L'utilizzo del "Crivu" nella tradizione agricola
di: Vito Marino - del 2015-07-28
Durante la civiltà contadina il grano, dopo mietuto si portava “a lu postu d’aria” (all’aia) per essere “cacciatu” (trebiato) con gli animali da soma. Quindi, in sintesi, dopo aver tolta la paglia, si effettuava la prima cernita con il crivello a maglie larghe “lu sbarratozzu” che serviva a scartare le parti più grossolane.
Quindi si effettuava una seconda cernita, eseguita con un “crivu d’occhiu” chiamato così perché aveva dei buchi a forma di occhio ma delle dimensioni del chicco di grano, che veniva montato sopra vento, sospeso al centro di un treppiedi formato da tre lunghe aste ricavate dalle infiorescenze delle “gabbare” (agave) di legno legate al vertice con una corda.
Questa ulteriore selezione serviva a separare il grano dalle ultime pagliuzze “ciusca” rimaste.

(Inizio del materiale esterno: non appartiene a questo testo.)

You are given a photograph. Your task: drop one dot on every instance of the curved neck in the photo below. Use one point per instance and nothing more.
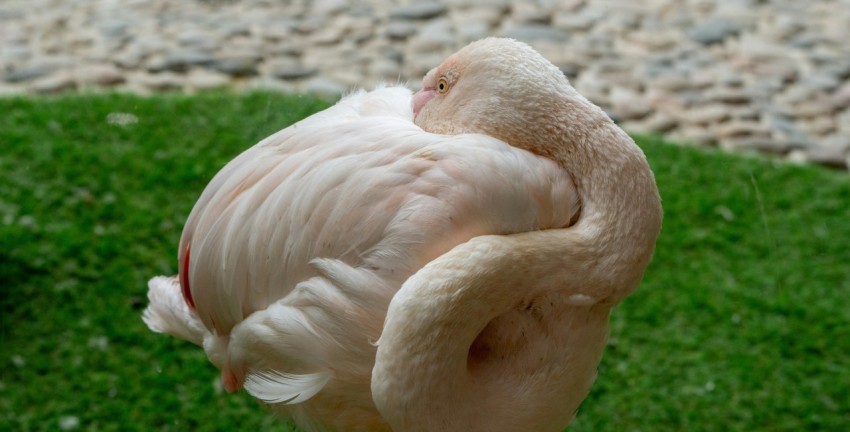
(422, 378)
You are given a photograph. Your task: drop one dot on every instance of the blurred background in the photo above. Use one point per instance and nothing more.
(767, 76)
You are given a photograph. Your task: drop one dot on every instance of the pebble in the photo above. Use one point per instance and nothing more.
(744, 75)
(418, 11)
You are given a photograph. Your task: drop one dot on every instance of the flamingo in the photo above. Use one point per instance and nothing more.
(444, 260)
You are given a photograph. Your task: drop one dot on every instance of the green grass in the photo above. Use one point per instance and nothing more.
(742, 322)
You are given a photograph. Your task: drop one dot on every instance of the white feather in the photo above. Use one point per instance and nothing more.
(168, 313)
(279, 387)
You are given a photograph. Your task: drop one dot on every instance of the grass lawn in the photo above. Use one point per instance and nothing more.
(742, 322)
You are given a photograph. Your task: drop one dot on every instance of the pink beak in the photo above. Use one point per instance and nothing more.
(422, 97)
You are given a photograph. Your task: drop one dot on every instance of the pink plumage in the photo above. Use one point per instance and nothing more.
(300, 244)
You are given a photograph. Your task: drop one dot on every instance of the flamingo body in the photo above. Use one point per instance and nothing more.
(440, 261)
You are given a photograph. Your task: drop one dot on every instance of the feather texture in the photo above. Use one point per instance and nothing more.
(278, 387)
(451, 268)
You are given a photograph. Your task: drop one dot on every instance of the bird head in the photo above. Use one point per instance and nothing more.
(505, 89)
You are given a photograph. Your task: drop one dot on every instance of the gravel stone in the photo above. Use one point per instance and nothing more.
(746, 75)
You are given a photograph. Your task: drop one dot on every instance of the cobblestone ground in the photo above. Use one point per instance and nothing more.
(745, 75)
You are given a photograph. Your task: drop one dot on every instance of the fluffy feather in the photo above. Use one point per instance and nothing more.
(483, 233)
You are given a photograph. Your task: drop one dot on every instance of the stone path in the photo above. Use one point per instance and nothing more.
(745, 75)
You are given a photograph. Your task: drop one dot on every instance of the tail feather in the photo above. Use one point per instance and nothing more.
(168, 312)
(279, 387)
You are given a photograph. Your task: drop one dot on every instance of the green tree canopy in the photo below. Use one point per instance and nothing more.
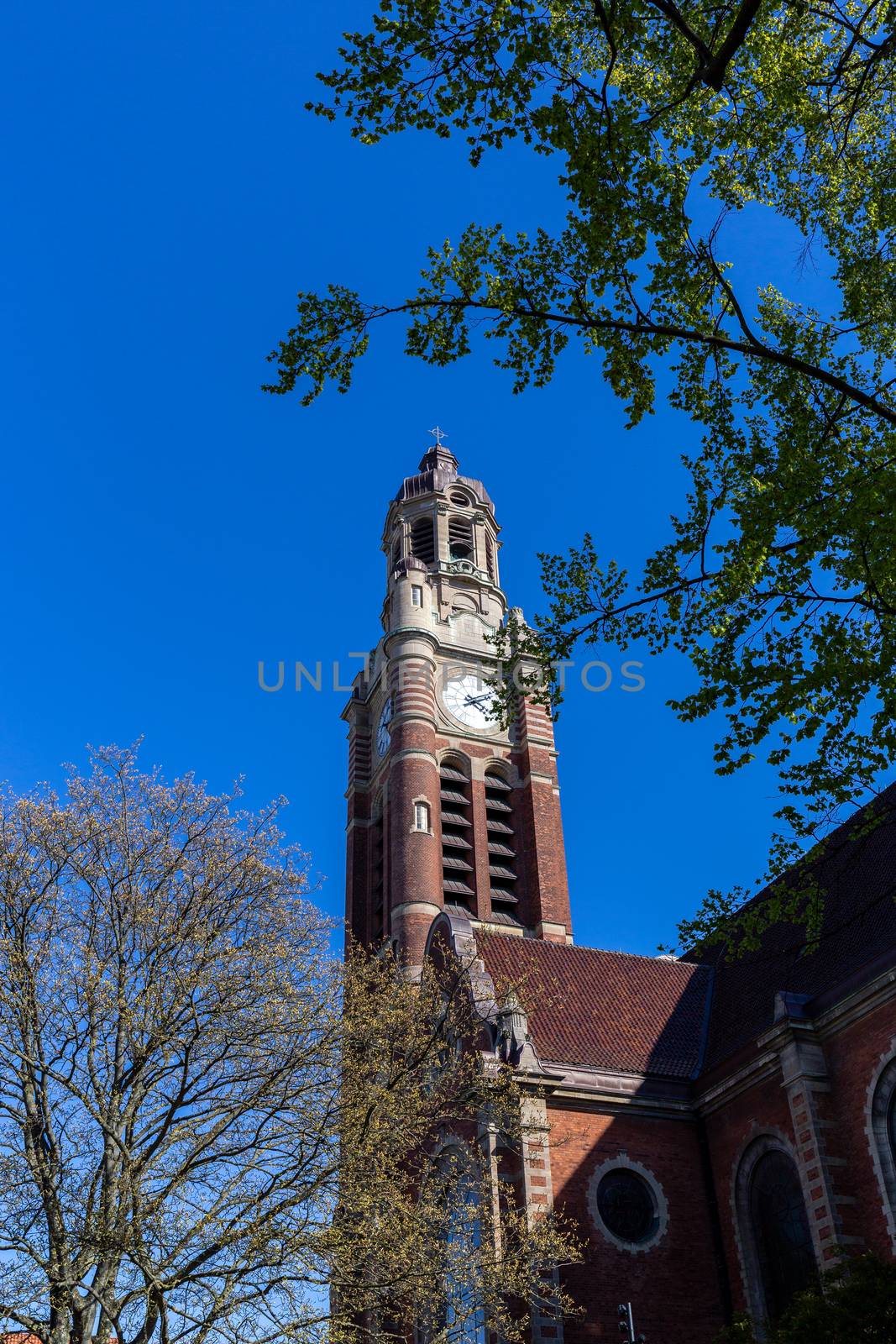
(778, 577)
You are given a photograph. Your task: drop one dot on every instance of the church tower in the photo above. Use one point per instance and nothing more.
(445, 808)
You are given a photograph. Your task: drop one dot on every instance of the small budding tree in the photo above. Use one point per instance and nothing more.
(210, 1126)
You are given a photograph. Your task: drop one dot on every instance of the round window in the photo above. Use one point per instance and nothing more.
(626, 1206)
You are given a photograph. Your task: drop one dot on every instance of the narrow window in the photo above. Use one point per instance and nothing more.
(459, 539)
(501, 842)
(423, 539)
(457, 850)
(490, 557)
(781, 1231)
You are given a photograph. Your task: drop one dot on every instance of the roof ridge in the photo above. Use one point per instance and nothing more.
(610, 952)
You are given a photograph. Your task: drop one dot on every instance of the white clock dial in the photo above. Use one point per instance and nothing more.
(383, 736)
(472, 701)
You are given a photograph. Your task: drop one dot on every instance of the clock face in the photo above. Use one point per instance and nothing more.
(472, 701)
(383, 736)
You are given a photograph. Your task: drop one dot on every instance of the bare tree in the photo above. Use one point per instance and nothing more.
(206, 1120)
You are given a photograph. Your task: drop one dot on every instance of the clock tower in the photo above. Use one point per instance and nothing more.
(446, 811)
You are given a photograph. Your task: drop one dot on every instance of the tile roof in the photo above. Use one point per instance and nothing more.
(857, 877)
(605, 1010)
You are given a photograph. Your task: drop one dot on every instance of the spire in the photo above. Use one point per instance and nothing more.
(438, 457)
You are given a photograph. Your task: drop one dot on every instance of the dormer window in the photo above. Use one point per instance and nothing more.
(459, 539)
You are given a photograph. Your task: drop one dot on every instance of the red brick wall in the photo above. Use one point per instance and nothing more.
(853, 1058)
(728, 1131)
(672, 1287)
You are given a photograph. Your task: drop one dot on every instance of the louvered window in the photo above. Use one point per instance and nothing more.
(501, 842)
(459, 539)
(490, 557)
(423, 539)
(378, 889)
(457, 837)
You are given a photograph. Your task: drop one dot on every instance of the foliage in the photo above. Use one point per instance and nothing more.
(212, 1129)
(665, 120)
(856, 1301)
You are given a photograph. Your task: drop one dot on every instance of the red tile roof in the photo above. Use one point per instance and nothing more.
(605, 1010)
(857, 877)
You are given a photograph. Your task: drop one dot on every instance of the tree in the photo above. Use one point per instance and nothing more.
(778, 580)
(212, 1129)
(855, 1301)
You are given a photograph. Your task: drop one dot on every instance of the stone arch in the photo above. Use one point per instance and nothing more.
(880, 1128)
(754, 1256)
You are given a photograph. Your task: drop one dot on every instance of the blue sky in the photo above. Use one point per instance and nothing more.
(167, 524)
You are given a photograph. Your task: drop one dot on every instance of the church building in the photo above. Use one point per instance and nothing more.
(720, 1132)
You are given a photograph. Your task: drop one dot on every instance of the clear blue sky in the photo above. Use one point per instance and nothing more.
(167, 524)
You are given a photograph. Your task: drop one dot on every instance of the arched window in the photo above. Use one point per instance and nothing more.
(501, 842)
(423, 539)
(459, 539)
(378, 870)
(778, 1240)
(457, 1191)
(490, 557)
(882, 1115)
(457, 828)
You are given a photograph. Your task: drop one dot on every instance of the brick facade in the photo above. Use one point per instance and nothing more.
(678, 1079)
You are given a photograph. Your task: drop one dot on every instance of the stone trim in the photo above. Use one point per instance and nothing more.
(660, 1203)
(882, 1090)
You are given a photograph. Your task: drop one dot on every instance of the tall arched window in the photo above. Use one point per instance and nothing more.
(457, 828)
(501, 842)
(423, 539)
(459, 539)
(459, 1312)
(882, 1129)
(778, 1247)
(490, 557)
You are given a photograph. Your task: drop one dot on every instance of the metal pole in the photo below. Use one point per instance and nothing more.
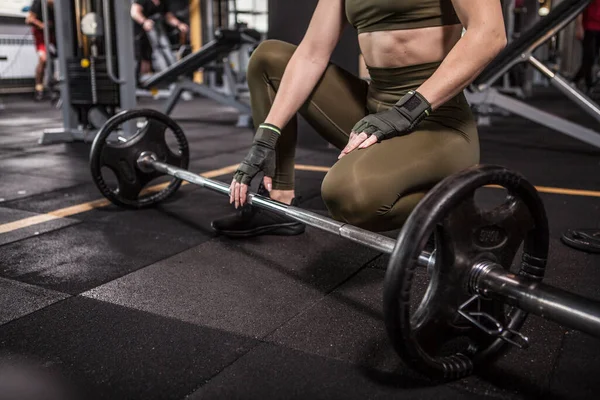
(352, 233)
(568, 309)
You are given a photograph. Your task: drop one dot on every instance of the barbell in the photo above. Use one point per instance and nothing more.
(473, 304)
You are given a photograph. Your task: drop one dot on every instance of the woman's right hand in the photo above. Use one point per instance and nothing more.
(579, 32)
(148, 25)
(261, 157)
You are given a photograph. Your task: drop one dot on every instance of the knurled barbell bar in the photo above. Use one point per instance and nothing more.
(473, 303)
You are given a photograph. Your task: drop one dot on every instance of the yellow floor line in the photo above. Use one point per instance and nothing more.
(81, 208)
(312, 168)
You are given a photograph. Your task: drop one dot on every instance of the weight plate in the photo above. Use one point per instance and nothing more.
(430, 335)
(120, 155)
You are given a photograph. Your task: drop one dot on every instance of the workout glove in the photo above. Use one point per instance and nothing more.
(261, 156)
(401, 119)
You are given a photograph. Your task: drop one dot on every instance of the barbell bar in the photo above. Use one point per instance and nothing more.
(148, 161)
(472, 295)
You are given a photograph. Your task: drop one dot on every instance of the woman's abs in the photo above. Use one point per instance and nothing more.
(388, 49)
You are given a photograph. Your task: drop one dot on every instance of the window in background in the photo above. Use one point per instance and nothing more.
(252, 12)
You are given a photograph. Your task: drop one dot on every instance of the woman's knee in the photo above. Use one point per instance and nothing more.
(348, 200)
(271, 56)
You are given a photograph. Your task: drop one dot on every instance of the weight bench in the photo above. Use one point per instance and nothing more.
(225, 42)
(482, 95)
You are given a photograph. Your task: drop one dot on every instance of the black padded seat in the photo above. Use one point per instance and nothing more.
(225, 42)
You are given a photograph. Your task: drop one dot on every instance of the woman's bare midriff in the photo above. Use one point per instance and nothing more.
(388, 49)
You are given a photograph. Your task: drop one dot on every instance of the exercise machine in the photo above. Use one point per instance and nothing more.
(482, 94)
(224, 43)
(94, 82)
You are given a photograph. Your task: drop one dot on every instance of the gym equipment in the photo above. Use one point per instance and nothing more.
(481, 94)
(473, 304)
(225, 42)
(94, 82)
(583, 239)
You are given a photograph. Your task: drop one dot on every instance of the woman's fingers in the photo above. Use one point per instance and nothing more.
(236, 194)
(268, 183)
(369, 142)
(232, 192)
(354, 142)
(243, 194)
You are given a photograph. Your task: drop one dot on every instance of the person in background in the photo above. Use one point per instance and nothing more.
(145, 13)
(588, 31)
(36, 20)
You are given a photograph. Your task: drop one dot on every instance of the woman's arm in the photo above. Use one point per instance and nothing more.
(309, 61)
(32, 19)
(485, 37)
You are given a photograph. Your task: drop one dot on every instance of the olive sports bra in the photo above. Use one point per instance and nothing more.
(388, 15)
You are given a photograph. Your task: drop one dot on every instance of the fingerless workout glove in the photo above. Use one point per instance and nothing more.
(399, 120)
(261, 156)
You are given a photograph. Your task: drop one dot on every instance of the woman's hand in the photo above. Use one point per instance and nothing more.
(261, 157)
(399, 120)
(148, 25)
(183, 28)
(357, 141)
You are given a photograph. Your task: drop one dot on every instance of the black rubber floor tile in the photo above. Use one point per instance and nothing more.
(576, 373)
(19, 299)
(112, 352)
(58, 199)
(14, 233)
(222, 159)
(249, 287)
(571, 212)
(80, 257)
(348, 326)
(15, 186)
(36, 163)
(273, 372)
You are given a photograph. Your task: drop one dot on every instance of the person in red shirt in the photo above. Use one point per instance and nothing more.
(36, 20)
(588, 31)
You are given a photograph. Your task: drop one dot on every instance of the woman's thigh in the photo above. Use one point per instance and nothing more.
(376, 188)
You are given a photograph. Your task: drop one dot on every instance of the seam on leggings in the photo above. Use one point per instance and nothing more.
(342, 131)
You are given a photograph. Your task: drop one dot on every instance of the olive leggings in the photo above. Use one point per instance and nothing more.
(374, 188)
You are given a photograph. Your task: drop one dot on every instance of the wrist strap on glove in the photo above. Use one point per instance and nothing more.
(267, 135)
(414, 107)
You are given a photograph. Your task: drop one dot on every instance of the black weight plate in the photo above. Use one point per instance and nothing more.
(121, 157)
(431, 336)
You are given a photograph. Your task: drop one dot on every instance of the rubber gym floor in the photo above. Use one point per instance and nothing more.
(150, 304)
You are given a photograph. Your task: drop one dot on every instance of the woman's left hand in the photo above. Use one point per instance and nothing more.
(358, 141)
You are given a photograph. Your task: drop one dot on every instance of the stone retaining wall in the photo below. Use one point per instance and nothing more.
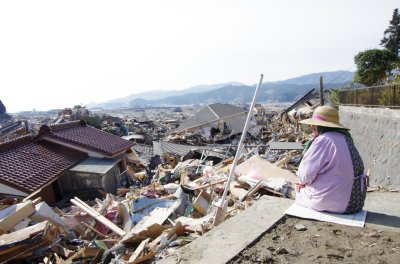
(376, 133)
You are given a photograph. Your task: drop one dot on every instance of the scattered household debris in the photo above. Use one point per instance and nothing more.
(164, 193)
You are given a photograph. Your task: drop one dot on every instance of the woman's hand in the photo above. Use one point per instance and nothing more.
(298, 186)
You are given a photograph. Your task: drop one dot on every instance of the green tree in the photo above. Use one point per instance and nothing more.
(391, 36)
(374, 66)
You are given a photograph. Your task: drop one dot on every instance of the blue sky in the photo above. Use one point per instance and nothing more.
(56, 54)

Infine, il grano si metteva in un canestro e si lasciava cadere dall’alto. Il vento provvedeva a mandare via le parti più leggere e, il grano più pesante cadeva per terra. Questa cernita mi fa ricordare ad un indovinello che diceva: “deci chi tennu e unu chi caca, e soccu caca ni mancia lu papa” dove i dieci erano le dita e “soccu caca” era il prezioso grano, che ne mangia pure il papa.